LSMATS, DMURS, National Cycle Manual, NTA advice, Green Schools are all talking about sustainable safety and the modal shift. We cannot achieve the modal shift if we don’t provide safe infrastructure for all modes. Harnessing the positive developments and successful traffic calming measures achieved under Section 38 of the 1994 Road Traffic Act during the pandemic, and improving the less successful measures, is what we’re told to do by different Departments and agencies. Observe, review, adapt.

INTERIM ADVICE NOTE – Covid 19 Pandemic Response

Once the kids go back to school and the parents back to work in the city, instead of taking their only safe cycle lane from the Northside into town, let’s extend it out. Pilot it. One way we can go as far as Arthur’s Quay (all section 38 traffic calming measures), and on the other side along the Condell and Clonmacken Roads. This way we reinforce the existing connection between a big part of Caherdavin, North Circular Road, Greystones/Clareview/Mayorstone triangle and the city centre. The paint is already on those roads, we can secure it by installing wands and orcas (or are they called delineator bollards?). Then we count and test the principle of induced demand (going by the Shannon Bridge lane the induced demand principle applies to cycle lanes too!). Finally, we put in for planning.

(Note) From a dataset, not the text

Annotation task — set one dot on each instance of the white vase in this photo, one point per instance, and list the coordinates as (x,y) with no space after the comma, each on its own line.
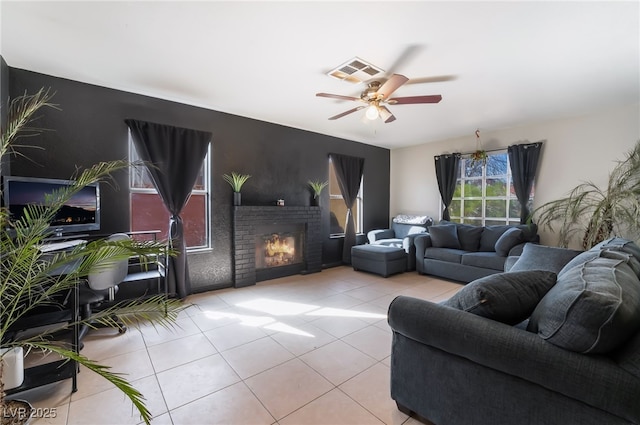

The formula is simple. When you provide cycle lanes that are safe and reliable (i.e. they don’t disappear at the end of the month), people start using them, they buy or fix their bikes, invest in rain gear. When more local people start using the bike and the cycle lanes for their daily commute it means they are not using their cars. Which means less cars on the roads. Which means less traffic and congestion for those who absolutely need to drive because they are coming from further away or have a mobility issue. Everyone benefits from this.

I have learned in my short time on this planet and my much shorter tenure as a local councillor that there is a genuine fear of change in people and that there are people who use and abuse that fear.

We need to listen to every voice, but we must not succumb to the fear, we must take it on board and learn. There are many positive voices out there who are happy that changes are happening. They don’t necessarily come out to say it, they just go on with life and embrace the little improvements to it. It is our duty to listen to all different voices, and it’s our duty to make decisions based in science and facts.